Partial derivitives chain rule proof

[ProPatto16]

Homework Statement

If u=f(x,y) where x=e^scost and y=e^ssint

show that d²u/dx²+d²u/dy² = e^-2s[d²u/ds²+d²u/dt²

The Attempt at a Solution

i have no idea!

question though, do the partial derivitives have to be solved and expanded then just show that one side equals the other or can it be proven by manipulating the terms as they are?

the only relevant chain rule is this one

du/ds=du/dx*dx/ds+du/dy*dy/ds and du/dt=du/dx*dx/dt+du/dy*dy/dt

this gives the first step of the partial derivitives to some of the question. how would i go about finding the second partial derivative?

any help would be great!

 

[HallsofIvy]

You find the second partial derivative by doing it again!

For example, $x= e^s cos(t)$ and $y= e^s sin(t)$ so
$$\frac{\partial f}{\partial s}= \frac{\partial f}{\partial x}(e^s cos(t)+ \frac{\partial f}{\partial y}(e^s sin(t)$$

Then
$$\frac{\partial^2 f}{\partial s^2}= \frac{\partial}{\partial s}\left(\frac{\partial f}{\partial x}(e^s cos(t)+ \frac{\partial f}{\partial y}(e^s sin(t)\right)$$
$$= \frac{\partial}{\partial s}\left(\frac{\partial f}{\partial x}\right)(e^s cos(t))+$$$$\frac{\partial f}{\partial x}\left(\frac{\partial}{\partial s}\right)\left(\frac{\partial}{\partial s}\right)\left(e^s cos(t)\right)+$$$$\frac{\partial f}{\partial y}(e^s sin(t))+ \frac{\partial}{\partial s}\left(e^s sin(t)\right)$$
$$= \frac{\partial^2 f}{\partial x^2}(e^s cos(t))^2+\frac{\partial f}{\partial x}(e^s cos(t)) \frac{\partial^2 f}{\partial x^2}(e^s sin(t))^2+ \frac{\partial f}{\partial x}(e^s sin(t))$$

 

[ProPatto16]

in the last line... should there be a + in the middle there?

 

[ProPatto16]

assuming there is meant to be a plus in there... and continuing on...

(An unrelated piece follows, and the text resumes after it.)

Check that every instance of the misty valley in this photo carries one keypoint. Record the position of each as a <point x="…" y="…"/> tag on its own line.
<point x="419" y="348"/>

that last line simplifies to:

= d²f/dx²(e^2scos²t+e^2ssin²t) + df/dx(e^scost+e^ssint)

= d²f/dx²[e^2s(cos²t+sin²t)] + df/dx(e^scost+e^ssint)

now i can see that cos²t+sin²t = 1 so first term becomes d²f/dx²[e^2s]

then when you did it with d²f/dy² you would get d²f/dy²[e^2s] for the first term then a similar second second, then i can see how the proof would work out


but i can't get rid of the second terms df/dx(e^scost+e^ssint) and the df/dy one ?

 

[ProPatto16]

hold up...

f in terms of x and y would just be f=x+y right? without making the substitutions for the equations of x and y... therefore df/dx would be zero? then it all works out!